Samsung may be lining up another Quick Share upgrade, and this one looks more interesting than a checkbox in a settings menu. A leaked One UI 9 build suggests Galaxy phones could gain Android’s upcoming Tap to Share feature, letting users move contacts, links, locations, photos, and videos by holding two phones close together.
That would follow Samsung’s recent move to add AirDrop compatibility to Quick Share, a surprisingly practical bridge for mixed-device households. The company seems to be turning Quick Share into a full-blown interoperability layer, which is exactly where Android sharing has needed to go for years.
Tap to Share is built around NFC proximity
Google’s Tap to Share is still in development for Android 17, but the behavior is already taking shape. Two phones are placed screen-up near each other, a glow appears on both displays, and a prompt guides the transfer. It is the kind of low-friction idea that sounds obvious only after someone else builds it.
In a recent leak, a Tap to Share toggle reportedly showed up inside Quick Share settings in One UI 9. If Samsung ships it, the feature should work best on devices with NFC antennas near the top edge, such as the Galaxy S26 series. Phones with rear-mounted antennas should still be able to use it, provided users line the devices up properly.

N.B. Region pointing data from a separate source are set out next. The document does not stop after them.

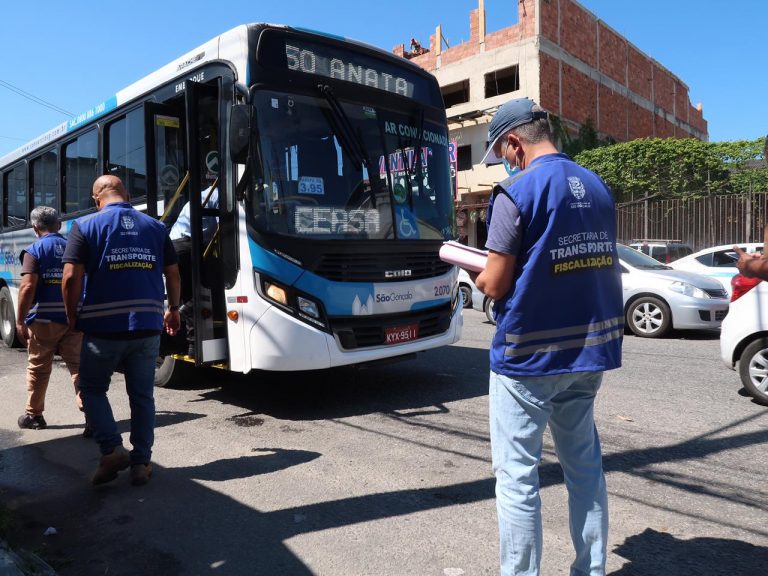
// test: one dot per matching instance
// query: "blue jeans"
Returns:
(136, 358)
(520, 409)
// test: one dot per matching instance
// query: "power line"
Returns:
(33, 98)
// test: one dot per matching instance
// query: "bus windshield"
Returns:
(333, 169)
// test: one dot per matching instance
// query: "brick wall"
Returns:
(578, 32)
(613, 103)
(613, 55)
(613, 114)
(579, 96)
(549, 78)
(640, 73)
(592, 44)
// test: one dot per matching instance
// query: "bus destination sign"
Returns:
(346, 66)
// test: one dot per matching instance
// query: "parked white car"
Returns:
(744, 336)
(658, 298)
(718, 262)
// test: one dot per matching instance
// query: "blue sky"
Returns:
(76, 54)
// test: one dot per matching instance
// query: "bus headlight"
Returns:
(298, 304)
(308, 307)
(276, 293)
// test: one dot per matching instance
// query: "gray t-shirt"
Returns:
(506, 233)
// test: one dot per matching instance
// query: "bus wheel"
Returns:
(170, 372)
(7, 319)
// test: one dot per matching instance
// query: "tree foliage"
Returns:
(586, 139)
(675, 168)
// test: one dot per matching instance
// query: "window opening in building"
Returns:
(454, 94)
(464, 158)
(502, 81)
(498, 15)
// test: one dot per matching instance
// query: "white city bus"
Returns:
(331, 162)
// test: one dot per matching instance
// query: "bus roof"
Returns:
(231, 46)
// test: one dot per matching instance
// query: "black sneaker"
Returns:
(36, 422)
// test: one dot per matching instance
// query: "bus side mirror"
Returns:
(240, 133)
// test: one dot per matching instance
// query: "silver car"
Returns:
(658, 298)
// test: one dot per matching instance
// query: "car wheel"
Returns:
(488, 308)
(466, 296)
(7, 319)
(649, 317)
(753, 369)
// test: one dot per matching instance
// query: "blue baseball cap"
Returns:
(511, 115)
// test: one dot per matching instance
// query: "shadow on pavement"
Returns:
(662, 554)
(424, 385)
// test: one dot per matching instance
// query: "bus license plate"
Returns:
(398, 334)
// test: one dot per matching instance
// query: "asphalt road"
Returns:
(386, 471)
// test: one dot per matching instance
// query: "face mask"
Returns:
(511, 170)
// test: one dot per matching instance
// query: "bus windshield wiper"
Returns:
(342, 126)
(349, 140)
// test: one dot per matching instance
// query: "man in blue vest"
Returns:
(554, 275)
(40, 320)
(124, 255)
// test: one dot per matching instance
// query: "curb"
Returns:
(22, 563)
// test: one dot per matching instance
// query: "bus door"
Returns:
(184, 139)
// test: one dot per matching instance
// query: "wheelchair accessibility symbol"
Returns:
(406, 224)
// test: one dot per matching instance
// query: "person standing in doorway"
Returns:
(553, 272)
(181, 236)
(40, 320)
(124, 255)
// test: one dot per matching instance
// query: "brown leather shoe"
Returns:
(141, 473)
(110, 465)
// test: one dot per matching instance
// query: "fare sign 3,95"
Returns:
(400, 334)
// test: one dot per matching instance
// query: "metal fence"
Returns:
(700, 222)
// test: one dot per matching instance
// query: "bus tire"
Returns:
(7, 319)
(170, 372)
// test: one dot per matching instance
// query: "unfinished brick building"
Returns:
(566, 59)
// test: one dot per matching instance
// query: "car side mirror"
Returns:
(240, 133)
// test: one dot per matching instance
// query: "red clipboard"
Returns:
(463, 256)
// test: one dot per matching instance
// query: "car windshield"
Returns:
(638, 259)
(333, 169)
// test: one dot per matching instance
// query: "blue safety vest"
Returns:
(124, 290)
(564, 312)
(49, 304)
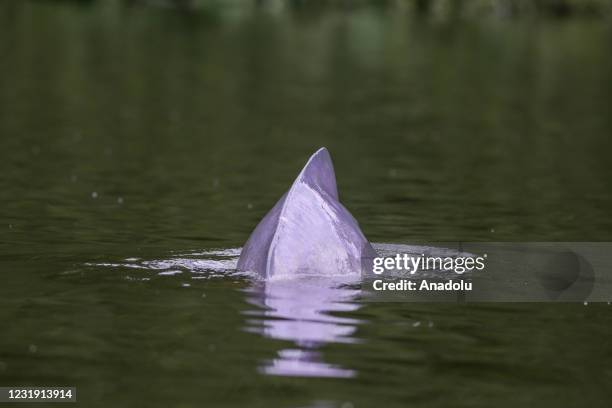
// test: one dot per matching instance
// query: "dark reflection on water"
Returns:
(146, 132)
(307, 312)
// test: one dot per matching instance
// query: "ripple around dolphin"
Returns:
(307, 312)
(221, 262)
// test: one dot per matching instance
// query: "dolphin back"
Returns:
(308, 231)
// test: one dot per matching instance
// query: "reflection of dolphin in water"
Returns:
(308, 231)
(306, 311)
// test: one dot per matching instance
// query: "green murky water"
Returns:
(140, 145)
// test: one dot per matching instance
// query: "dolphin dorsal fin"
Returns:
(319, 173)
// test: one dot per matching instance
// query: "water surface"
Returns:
(139, 146)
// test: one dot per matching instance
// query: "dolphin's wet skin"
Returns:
(305, 312)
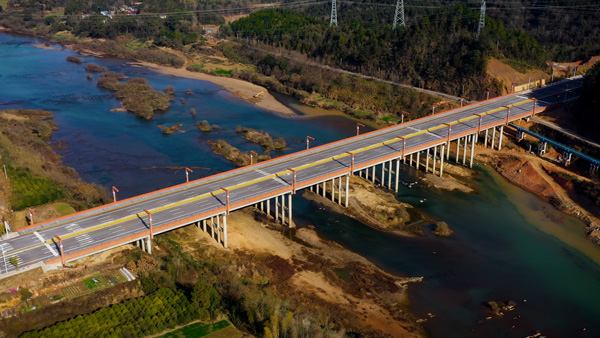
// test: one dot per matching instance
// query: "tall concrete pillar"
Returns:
(457, 149)
(290, 224)
(485, 141)
(472, 149)
(434, 159)
(225, 230)
(276, 209)
(333, 189)
(390, 171)
(397, 176)
(218, 229)
(347, 190)
(442, 160)
(465, 150)
(340, 190)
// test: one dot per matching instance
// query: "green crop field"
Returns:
(197, 329)
(29, 189)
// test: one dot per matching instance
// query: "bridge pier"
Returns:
(500, 137)
(542, 148)
(473, 140)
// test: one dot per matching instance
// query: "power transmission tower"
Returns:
(333, 20)
(399, 15)
(481, 19)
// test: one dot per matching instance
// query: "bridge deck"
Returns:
(125, 221)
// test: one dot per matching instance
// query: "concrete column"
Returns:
(340, 190)
(442, 160)
(457, 149)
(276, 209)
(333, 189)
(397, 175)
(472, 149)
(347, 190)
(225, 230)
(282, 210)
(390, 174)
(465, 150)
(290, 224)
(268, 209)
(218, 229)
(434, 159)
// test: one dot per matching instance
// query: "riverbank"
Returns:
(536, 175)
(240, 88)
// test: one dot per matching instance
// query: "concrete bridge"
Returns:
(424, 143)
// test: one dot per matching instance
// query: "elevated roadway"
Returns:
(125, 221)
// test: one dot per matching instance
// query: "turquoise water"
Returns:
(502, 249)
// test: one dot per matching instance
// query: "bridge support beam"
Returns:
(442, 153)
(500, 139)
(473, 140)
(465, 150)
(485, 140)
(457, 149)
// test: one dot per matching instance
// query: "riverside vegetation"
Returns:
(136, 94)
(437, 50)
(35, 171)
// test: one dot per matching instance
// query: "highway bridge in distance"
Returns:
(270, 185)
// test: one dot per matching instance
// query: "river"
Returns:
(507, 245)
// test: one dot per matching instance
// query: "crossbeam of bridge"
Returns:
(325, 169)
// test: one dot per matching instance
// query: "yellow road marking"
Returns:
(241, 185)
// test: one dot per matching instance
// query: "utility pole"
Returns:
(481, 19)
(333, 20)
(399, 15)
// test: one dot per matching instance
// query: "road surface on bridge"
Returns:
(200, 199)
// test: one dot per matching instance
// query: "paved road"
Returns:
(566, 131)
(204, 197)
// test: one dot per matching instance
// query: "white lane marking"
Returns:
(276, 178)
(73, 227)
(46, 244)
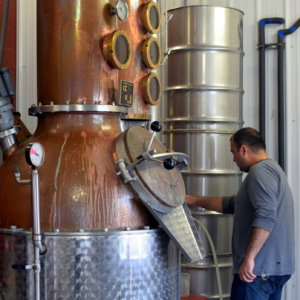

Samsung is pushing Quick Share beyond Android-only sharing
The timing matters. Quick Share has already become Samsung’s answer to file sharing on Galaxy phones, but the AirDrop compatibility update signaled something bigger: Samsung wants Galaxy devices to play nicely with the rest of the mobile world, not just with other Android phones. Adding Tap to Share would deepen that strategy rather than replacing it.
There is also a familiar industry pattern here. Apple has spent years making proximity sharing feel effortless, while Android has often made users think about menus first and convenience second. If Samsung can bolt Google’s gesture-driven sharing onto Quick Share, it gets to borrow the elegance without waiting for the entire platform to catch up.
Google I/O 2026 is the likely reveal point
Google is expected to show off Tap to Share at Google I/O 2026, scheduled for May 19 to May 20. That would fit the usual Android rhythm: tease the feature, show the UX, then let phone makers decide how much of the plumbing they want to adopt.
One open question remains whether the feature will work with Apple devices, which already have their own proximity-based sharing tricks. If Samsung really is preparing a Quick Share toggle for it now, the company appears to be betting that the next phase of sharing is not about file types or transfer speed. It’s about making the handoff disappear.